O escritor argentino Ricardo Piglia, 58, tem uma hipótese assustadora: se, nos dias atuais, um autor desconhecido chegasse a uma editora sobraçando um certo conto inédito intitulado "O Aleph" e outros da mesma linhagem, muito possivelmente seria rejeitado.
"Acho que, se hoje Jorge Luis Borges apresentasse um grupo de contos como os que escrevia entre os anos 40 e 50, talvez não os publicassem. Diriam que contos não vendem", imagina Piglia.
Como felizmente isso não aconteceu, o conterrâneo do autor de "O Aleph" e "Ficções" está no Brasil para uma conferência sobre o Borges que não só conseguiu publicar estes, mas outros muitos livros, e cujas "Obras Completas" a editora Globo está publicando em traduções novas ou revistas.
O primeiro volume, lançado em agosto de 98, foi indicado ao Prêmio Jabuti como uma das melhores traduções do ano. Agora está saindo o segundo volume, com os textos borgianos publicados originalmente entre 1952 e 1972.
A Globo prevê que até o final do ano serão publicados os outros dois volumes, fechando a edição que comemora o centenário de nascimento do autor argentino, em agosto.

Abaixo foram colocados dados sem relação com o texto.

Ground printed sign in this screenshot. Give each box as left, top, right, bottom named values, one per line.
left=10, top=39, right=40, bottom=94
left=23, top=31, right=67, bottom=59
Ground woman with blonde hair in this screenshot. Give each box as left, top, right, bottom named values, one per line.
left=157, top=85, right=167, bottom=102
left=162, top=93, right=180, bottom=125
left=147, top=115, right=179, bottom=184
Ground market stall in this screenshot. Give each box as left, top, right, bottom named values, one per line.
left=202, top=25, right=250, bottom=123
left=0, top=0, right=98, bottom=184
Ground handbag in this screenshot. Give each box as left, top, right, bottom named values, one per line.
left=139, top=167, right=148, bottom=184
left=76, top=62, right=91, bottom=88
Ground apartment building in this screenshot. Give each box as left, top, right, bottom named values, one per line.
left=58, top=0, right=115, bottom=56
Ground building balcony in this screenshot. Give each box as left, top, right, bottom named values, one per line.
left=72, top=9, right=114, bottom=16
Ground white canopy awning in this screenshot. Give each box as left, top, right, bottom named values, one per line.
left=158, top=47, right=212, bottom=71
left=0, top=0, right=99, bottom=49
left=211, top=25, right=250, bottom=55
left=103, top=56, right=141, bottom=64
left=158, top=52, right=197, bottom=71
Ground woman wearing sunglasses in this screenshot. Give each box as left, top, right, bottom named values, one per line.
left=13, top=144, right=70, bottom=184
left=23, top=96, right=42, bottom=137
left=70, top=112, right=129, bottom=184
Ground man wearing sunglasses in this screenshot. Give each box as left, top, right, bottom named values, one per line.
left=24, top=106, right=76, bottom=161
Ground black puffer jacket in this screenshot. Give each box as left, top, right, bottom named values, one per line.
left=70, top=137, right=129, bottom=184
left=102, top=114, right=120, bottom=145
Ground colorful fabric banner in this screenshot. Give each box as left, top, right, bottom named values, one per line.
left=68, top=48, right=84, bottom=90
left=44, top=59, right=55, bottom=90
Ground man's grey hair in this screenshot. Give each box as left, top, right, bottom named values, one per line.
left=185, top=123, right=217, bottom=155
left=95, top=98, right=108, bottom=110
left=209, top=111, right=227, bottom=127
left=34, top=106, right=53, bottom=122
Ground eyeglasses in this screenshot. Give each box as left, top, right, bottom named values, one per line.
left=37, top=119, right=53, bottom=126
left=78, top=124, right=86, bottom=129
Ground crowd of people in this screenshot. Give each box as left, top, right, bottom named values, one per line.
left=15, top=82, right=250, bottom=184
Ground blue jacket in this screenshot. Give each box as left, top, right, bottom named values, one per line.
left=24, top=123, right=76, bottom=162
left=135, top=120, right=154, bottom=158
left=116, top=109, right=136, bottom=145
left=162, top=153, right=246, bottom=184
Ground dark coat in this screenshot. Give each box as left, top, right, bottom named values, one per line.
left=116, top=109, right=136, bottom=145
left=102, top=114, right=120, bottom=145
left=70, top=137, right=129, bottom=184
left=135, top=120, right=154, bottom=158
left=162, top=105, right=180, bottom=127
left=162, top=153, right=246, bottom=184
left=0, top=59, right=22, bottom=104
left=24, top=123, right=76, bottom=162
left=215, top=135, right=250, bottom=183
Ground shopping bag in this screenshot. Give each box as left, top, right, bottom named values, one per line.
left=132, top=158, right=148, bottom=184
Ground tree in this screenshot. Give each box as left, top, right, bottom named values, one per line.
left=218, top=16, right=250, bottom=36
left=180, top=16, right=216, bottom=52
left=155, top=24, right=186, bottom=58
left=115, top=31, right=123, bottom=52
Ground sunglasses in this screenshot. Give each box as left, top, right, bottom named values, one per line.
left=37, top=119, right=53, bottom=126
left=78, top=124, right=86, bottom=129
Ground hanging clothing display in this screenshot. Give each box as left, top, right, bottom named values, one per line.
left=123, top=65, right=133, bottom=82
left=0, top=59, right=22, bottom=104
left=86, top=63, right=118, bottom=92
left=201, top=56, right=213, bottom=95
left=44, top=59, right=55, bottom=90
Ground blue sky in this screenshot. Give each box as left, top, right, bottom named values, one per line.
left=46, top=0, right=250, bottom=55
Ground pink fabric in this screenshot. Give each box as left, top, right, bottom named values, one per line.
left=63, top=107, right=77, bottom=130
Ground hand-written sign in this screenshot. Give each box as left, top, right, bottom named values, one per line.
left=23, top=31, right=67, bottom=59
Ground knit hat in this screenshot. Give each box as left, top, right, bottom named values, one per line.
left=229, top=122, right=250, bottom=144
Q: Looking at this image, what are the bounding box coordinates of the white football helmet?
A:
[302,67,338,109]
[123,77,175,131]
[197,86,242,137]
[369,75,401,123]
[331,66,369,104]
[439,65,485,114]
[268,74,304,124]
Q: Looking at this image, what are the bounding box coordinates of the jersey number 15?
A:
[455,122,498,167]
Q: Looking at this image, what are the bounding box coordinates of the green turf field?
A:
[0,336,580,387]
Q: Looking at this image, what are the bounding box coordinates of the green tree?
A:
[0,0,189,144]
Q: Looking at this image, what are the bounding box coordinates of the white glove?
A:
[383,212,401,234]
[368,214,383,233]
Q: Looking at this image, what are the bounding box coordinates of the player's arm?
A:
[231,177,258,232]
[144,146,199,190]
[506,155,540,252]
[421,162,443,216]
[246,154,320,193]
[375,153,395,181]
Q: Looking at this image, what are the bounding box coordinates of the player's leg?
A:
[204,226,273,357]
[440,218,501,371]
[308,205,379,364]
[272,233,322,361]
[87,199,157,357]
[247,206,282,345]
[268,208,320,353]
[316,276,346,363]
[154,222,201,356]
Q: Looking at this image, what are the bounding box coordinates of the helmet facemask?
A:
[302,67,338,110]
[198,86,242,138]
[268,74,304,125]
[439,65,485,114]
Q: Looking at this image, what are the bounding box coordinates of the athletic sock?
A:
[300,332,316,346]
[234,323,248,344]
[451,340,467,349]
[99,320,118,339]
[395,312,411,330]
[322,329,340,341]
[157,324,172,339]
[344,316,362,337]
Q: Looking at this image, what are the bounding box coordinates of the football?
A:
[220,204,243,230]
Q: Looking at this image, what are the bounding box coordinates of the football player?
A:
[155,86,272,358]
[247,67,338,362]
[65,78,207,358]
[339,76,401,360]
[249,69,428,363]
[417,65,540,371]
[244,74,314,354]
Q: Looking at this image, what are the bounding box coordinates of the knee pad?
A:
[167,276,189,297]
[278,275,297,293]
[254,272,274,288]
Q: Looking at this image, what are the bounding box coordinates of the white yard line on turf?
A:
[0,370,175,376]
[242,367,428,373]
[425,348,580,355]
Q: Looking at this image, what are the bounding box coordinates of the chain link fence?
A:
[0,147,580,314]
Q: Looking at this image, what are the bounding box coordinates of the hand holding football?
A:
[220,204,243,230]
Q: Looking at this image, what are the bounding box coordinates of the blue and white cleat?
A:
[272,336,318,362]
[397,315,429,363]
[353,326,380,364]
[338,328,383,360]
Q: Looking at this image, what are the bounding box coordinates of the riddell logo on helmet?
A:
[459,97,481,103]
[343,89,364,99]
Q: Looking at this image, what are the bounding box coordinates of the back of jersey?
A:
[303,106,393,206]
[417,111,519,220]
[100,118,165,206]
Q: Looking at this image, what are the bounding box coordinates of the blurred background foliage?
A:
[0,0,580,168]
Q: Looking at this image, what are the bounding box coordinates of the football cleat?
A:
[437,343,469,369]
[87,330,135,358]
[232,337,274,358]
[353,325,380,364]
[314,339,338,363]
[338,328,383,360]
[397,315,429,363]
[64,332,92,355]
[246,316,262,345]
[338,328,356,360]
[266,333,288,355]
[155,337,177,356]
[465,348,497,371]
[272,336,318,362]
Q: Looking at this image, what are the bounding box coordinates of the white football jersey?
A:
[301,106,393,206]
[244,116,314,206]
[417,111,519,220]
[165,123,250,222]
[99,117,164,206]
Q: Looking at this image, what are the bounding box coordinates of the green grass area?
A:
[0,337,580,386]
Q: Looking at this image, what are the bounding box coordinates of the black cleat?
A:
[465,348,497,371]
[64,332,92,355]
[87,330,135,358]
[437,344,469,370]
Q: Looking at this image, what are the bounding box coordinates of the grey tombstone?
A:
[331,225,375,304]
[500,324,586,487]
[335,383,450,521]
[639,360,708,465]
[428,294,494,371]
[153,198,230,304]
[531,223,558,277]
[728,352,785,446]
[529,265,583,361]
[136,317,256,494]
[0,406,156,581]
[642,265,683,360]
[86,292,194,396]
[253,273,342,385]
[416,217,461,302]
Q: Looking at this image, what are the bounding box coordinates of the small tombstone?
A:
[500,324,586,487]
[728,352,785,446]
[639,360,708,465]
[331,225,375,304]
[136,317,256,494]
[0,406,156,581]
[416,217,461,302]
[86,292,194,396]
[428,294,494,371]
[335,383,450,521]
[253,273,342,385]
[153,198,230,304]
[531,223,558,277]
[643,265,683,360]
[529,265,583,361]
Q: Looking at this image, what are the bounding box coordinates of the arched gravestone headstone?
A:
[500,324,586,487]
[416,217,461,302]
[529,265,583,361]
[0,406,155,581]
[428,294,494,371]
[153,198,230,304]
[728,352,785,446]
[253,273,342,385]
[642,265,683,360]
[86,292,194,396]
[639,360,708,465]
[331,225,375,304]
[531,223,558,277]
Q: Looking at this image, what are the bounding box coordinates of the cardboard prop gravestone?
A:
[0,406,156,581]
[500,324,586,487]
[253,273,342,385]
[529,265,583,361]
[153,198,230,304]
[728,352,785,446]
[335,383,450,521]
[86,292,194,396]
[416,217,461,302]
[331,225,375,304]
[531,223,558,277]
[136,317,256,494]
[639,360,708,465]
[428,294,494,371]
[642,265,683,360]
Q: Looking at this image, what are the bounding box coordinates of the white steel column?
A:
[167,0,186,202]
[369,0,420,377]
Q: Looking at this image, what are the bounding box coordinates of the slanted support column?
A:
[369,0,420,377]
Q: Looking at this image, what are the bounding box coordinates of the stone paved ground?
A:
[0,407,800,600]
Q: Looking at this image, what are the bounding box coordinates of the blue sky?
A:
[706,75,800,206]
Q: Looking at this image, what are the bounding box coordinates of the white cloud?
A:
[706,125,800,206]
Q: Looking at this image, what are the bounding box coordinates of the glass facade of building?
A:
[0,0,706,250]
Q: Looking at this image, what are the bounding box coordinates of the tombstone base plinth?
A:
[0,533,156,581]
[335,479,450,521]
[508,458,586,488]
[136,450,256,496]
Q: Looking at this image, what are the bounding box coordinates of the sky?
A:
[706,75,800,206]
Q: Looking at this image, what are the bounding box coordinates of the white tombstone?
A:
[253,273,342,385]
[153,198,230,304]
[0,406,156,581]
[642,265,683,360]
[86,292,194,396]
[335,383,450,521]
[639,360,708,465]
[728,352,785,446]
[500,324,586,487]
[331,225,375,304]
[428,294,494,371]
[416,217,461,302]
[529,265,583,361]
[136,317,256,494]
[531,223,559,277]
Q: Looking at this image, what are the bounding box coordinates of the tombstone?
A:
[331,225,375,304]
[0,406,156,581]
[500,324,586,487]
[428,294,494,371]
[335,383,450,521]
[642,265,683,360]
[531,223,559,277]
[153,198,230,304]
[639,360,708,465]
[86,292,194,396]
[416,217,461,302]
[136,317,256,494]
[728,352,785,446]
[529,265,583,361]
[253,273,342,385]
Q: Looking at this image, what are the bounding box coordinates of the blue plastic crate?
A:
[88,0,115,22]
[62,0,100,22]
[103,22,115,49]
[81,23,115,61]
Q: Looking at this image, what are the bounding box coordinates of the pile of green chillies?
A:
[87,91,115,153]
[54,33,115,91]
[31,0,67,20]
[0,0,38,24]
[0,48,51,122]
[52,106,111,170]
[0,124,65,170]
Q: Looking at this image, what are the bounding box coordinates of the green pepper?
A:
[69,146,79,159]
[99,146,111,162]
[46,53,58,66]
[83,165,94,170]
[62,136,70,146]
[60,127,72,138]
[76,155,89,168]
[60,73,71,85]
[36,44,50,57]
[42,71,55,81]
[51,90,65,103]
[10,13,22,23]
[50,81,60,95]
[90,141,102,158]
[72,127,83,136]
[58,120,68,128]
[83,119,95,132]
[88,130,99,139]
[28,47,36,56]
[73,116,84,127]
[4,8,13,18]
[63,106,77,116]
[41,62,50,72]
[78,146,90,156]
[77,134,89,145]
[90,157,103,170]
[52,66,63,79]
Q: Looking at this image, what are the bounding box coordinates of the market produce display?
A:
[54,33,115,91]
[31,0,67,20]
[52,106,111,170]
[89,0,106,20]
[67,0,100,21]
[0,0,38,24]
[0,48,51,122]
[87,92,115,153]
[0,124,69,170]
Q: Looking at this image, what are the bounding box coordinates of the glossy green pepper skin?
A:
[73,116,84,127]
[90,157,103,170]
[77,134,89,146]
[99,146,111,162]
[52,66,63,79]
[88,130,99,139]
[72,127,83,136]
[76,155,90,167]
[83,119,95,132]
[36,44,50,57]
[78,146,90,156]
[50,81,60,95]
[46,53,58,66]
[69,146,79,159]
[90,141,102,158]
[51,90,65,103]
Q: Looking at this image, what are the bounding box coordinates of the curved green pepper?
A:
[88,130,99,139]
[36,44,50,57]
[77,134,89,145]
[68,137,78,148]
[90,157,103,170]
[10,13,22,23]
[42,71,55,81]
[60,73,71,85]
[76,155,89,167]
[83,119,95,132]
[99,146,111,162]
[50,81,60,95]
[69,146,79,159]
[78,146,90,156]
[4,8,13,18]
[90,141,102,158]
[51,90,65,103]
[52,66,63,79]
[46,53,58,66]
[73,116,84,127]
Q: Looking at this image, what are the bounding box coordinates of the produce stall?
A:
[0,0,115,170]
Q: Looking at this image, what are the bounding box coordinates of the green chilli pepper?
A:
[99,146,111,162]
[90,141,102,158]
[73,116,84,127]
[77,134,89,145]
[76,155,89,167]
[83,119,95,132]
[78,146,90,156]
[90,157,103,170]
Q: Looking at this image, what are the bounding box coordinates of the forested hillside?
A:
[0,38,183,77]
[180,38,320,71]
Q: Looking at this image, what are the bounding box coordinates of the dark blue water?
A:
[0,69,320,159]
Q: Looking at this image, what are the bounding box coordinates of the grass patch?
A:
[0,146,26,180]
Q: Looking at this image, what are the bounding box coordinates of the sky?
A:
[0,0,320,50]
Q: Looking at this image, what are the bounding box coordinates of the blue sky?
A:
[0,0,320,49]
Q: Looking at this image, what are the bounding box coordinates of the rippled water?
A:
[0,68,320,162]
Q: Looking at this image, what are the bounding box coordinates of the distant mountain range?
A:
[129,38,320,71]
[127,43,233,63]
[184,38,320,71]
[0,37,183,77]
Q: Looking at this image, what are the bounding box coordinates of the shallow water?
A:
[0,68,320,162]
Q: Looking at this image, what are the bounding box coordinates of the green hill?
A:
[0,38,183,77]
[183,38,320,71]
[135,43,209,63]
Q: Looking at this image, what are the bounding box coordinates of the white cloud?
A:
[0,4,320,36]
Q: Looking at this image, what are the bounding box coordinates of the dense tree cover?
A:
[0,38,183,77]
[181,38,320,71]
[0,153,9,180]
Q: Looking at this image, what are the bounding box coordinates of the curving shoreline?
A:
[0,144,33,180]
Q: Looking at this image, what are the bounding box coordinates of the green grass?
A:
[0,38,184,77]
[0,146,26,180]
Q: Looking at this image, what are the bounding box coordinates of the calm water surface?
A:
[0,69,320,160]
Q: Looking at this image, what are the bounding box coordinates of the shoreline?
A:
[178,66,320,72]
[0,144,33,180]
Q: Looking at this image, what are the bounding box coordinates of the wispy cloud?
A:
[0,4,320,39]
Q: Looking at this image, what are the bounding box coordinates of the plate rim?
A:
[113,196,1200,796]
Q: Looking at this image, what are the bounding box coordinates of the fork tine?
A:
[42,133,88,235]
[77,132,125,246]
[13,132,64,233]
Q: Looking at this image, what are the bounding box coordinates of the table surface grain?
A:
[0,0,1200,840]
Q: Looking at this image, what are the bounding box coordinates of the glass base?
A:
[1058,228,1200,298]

Ricardo Piglia, autor de vários ensaios sobre Borges e do romance "Dinheiro Queimado", entre outros, pretende centrar sua conferência de hoje à noite no auditório do Masp (Museu de Arte de São Paulo) no método borgiano de criar ficção.
"A partir de certos contos vou propor algumas hipóteses de leitura. Acho que a obra de Borges tem uma particularidade, nunca se termina de lê-la", disse Piglia à Folha, por telefone, de sua casa em Nova York, onde ensina na Universidade de Princeton.
Como bom ficcionista, ele faz mistério sobre o que vai levar exatamente à conferência, intitulada "Borges, a Arte de Narrar". Por exemplo: comentou que vai falar das "referências" que Borges tinha sobre o Brasil, mas preferiu fazer surpresa.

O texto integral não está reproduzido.